Rising by 128% in the last five years is the Mercantile Investment Trust (LSE: MRC). It focuses on mid and small-cap UK stocks, and they could help it to deliver impressive returns in future. One reason for this is the uncertainty surrounding the UK economy. With Brexit causing consumer and business confidence to come under pressure following a spike in inflation, many investors are focusing to a greater extent on larger, more internationally-exposed companies. This could mean their smaller peers offer wider margins of safety at the present time.

The company’s performance puts it in the top quartile of its sector over the last three years. Despite its strong performance, it continues to trade at a 10% discount to its NAV. This suggests there could be even greater capital growth potential on offer. It also has a dividend yield of 2.3%, which is only 30 basis points lower than inflation at the present time. The trust aims to keep dividend growth as close to inflation as possible in the long run, which could make it of interest to income investors.

However, the main focus of the Mercantile Investment Trust is capital growth. Holdings such as Bellway, Auto Trader and Just Eat mean that it has the potential to deliver further outperformance of the FTSE 100 in the next five years.

Value focus

Also offering upside potential in the long run is the Jupiter UK Growth Investment Trust (LSE: JUKG). It has delivered a total return of 69% during the last five years. This puts it well ahead of the FTSE 100’s performance during the same time period. Despite this, it trades at a 3% discount to its NAV and this indicates it could offer further upside over the medium term.

The trust has a number of value opportunities within its major holdings. For example, its top 10 holdings include companies such as Lloyds and Barclays – both of which trade on relatively low price-to-earnings ratios.

Similarly, stocks such as Taylor Wimpey and IAG could deliver long-term growth because of low valuations which have been brought about by uncertain market conditions. And with a number of smaller companies included within its holdings, the trust has exposure to potentially fast-growing areas, too. Therefore, it could deliver further outperformance of the FTSE 100 in the long run.

Should you invest, the value of your investment may rise or fall and your capital is at risk. Before investing, your individual circumstances should be assessed. Consider taking independent financial advice.

Peter Stephens owns shares in Lloyds, Barclays and Taylor Wimpey. The Motley Fool UK has recommended Auto Trader, Barclays, Just Eat, and Lloyds Banking Group. Views expressed on the companies mentioned in this article are those of the writer and therefore may differ from the official recommendations we make in our subscription services such as Share Advisor, Hidden Winners and Pro.

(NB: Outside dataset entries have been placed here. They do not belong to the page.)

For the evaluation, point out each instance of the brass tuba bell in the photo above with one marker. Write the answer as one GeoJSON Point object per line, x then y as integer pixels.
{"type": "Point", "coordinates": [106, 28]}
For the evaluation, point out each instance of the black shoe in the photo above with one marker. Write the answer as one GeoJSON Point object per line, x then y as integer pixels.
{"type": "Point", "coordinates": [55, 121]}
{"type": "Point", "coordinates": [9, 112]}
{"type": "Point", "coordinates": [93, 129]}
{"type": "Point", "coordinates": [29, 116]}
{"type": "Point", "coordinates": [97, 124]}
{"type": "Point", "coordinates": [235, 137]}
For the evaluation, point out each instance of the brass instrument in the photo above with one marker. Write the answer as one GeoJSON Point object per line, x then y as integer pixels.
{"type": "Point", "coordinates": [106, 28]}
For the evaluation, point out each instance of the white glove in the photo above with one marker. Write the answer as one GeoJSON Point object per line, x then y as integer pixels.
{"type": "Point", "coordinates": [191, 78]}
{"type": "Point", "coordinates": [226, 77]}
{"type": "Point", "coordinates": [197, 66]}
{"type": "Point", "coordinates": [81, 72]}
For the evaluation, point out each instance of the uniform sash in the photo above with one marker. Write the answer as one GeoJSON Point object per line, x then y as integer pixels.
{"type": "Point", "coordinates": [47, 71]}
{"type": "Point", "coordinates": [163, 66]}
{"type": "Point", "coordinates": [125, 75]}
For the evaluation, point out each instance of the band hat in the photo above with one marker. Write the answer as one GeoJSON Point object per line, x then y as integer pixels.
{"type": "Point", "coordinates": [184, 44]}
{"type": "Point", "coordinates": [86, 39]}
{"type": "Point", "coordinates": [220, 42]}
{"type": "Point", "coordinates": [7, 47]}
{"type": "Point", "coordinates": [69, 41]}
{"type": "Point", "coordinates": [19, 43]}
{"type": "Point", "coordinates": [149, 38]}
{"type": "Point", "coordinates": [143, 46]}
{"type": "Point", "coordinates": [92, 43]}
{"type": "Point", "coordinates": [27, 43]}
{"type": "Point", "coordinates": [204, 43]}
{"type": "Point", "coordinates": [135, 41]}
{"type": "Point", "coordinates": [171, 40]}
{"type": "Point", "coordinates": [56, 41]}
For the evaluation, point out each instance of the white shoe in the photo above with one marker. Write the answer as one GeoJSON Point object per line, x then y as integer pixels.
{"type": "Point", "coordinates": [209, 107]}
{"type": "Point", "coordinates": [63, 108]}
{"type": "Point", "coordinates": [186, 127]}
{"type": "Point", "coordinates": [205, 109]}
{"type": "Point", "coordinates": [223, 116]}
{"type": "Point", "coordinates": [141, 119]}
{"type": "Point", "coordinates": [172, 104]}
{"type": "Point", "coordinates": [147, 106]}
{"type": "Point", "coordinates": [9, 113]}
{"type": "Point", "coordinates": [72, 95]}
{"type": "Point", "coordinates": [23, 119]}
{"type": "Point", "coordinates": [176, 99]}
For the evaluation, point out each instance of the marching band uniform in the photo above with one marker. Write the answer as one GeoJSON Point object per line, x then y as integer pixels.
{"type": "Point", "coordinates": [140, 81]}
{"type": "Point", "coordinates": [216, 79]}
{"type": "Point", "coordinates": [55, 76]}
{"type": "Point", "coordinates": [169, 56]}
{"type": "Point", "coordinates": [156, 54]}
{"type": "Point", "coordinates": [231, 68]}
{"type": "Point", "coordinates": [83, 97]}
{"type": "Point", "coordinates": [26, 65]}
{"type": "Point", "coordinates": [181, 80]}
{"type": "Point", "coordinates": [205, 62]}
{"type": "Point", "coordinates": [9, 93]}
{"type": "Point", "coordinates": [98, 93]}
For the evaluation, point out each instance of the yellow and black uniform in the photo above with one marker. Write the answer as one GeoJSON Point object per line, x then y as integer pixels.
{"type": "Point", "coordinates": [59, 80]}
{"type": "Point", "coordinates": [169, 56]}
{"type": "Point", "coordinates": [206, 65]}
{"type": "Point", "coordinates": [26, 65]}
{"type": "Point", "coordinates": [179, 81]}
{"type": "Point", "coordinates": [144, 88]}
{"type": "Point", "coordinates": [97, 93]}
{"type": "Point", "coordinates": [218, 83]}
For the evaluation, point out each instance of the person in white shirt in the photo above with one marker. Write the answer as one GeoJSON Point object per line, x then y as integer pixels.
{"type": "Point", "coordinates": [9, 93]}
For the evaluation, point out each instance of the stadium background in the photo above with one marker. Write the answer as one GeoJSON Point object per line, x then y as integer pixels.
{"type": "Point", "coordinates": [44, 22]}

Here at The Motley Fool we believe that considering a diverse range of insights makes us better investors.

More on Investing Articles

Middle-aged white man wearing glasses, staring into space over the top of his laptop in a coffee shop
Investing Articles

How much passive income could a £20,000 ISA provide in a year?

A diversified portfolio of high-yield FTSE shares can build a large and reliable passive income over time, as Royston Wild…

Read more »

Three generation family are playing football together in a field. There are two boys, their father and their grandfather.
Investing Articles

See how much an investor needs in an ISA to fund an £888 monthly passive income

Harvey Jones grabs his calculator to work out how much money people need to generate a decent passive income in…

Read more »

UK financial background: share prices and stock graph overlaid on an image of the Union Jack
Value Shares

The BP share price is climbing – see how much £10k invested 1 month ago is worth now

It's been a tough few years for the BP share price. Harvey Jones examines whether the FTSE 100 oil giant…

Read more »

Santa Clara offices of NVIDIA
Investing Articles

Nvidia stock has soared 1,471% in 5 years. Here’s how I’m hunting for the next Nvidia!

Nvidia stock has put in a stunning performance over the past five years. This writer tries to apply some lessons…

Read more »

A young woman sitting on a couch looking at a book in a quiet library space.
Investing Articles

If someone decided to start buying shares with £10k a year ago, here’s what they could be sitting on now!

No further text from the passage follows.